Görsellik ortalama bir seviyede ama dediğim gibi performansta hiçbir sıkıntı yok. Performans modunu aktif ettiğiniz zaman oyun, 60 FPS değerinden hiçbir ödün vermeden, çok akıcı bir şekilde oynanabiliyor. Oyunda öyle çok rahatsız edici hatalar da bulunmuyor ve yükleme ekranları oldukça kısa sürüyor. Sadece, DualSense üzerinde biraz daha destek verilmesini tercih ederdim.
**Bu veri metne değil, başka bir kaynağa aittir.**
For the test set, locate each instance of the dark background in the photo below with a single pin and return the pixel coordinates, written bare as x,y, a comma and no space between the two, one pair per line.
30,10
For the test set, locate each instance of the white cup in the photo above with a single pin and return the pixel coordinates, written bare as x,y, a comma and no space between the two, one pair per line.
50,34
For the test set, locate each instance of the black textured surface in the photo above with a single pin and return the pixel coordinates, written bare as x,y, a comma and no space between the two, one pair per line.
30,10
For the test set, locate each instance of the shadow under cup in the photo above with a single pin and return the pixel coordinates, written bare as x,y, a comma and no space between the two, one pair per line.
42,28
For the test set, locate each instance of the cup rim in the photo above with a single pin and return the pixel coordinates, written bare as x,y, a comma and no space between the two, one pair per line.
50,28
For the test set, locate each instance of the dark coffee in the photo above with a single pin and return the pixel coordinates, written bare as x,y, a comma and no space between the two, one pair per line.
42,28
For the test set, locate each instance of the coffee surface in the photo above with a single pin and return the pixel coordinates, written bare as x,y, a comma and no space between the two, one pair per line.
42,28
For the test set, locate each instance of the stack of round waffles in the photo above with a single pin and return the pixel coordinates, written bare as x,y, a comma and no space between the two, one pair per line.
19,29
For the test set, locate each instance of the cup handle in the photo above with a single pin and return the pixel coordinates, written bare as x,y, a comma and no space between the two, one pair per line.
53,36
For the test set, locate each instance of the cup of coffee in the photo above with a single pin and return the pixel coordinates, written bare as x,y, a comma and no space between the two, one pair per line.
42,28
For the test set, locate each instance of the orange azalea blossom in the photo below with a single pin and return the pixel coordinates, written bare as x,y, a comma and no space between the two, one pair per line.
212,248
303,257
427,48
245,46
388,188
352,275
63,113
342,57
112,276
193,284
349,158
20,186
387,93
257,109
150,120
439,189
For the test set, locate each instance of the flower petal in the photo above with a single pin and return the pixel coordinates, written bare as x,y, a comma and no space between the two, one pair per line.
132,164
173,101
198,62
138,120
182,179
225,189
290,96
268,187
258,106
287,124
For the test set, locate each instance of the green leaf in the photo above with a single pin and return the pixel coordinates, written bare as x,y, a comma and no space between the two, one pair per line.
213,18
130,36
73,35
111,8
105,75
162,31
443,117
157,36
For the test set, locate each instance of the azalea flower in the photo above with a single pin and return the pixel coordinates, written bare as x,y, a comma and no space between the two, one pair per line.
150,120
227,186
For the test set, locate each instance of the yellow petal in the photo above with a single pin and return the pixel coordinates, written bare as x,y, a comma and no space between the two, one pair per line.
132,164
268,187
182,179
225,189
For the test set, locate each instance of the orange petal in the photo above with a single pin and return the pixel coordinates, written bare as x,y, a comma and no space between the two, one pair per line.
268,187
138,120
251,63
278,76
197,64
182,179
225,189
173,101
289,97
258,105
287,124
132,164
Böylece oyun hissi bir tık daha iyi verilebilirdi ama yine de performans temelli deneyim gayet kaliteliydi. Bu arada, oyunun kullanıcı arayüzü de fena değil. Aslında bu arayüz karışık ama aynı zamanda öğrenmesi de çok zor değil.
Sesler ve müzikler de belli bir kalitede. Oyunda çok fazla diyalog olduğu için her biri seslendirilmemiş ama seslendirilenler de gayet kaliteli. Geriye kalan diğer ses efektleri ve arka planda çalan müzikler de kesinlikle fena değil. Ülkemizdeki oyuncular için en büyük element ise muhtemelen bu yapıtın Türkçe arayüz desteğini bulunduruyor olması. Bu destek sayesinde oyunda yazılı olan tüm metinler Türkçe olarak sunuluyor; sadece sesli performanslar İngilizce olarak kalıyor. Bu destek sayesinde yabancı dil bilgisi daha zayıf olan oyuncular da oyunu aynı rahatlıkla öğrenebilme potansiyeline sahip oluyor.
Durumu özetlemek gerekirse Mount & Blade II: Bannerlord, özellikle de PlayStation ve Xbox konsollarında alternatifini bulamayacağınız benzersiz ve kaliteli bir rol yapma oyunu. Özellikle de binlerce saatinizi harcayabileceğiniz tek oyunculu bir rol yapma oyunu arıyorsanız, bu oyunu öğrenmek için zaman harcamak gözünüzü korkutmuyorsa ve çok yüksek kaliteli bir görsellik beklentiniz de yoksa bu yapıtı satın almanızı öneriyorum. Aslında, bu oyun için benim bir öneri yapmama gerek yok sanki. Herkes oyunu biliyor ve konsol sürümünün de PC tarafındaki kadar kaliteli olduğunu gönül rahatlığı ile söyleyebilirim.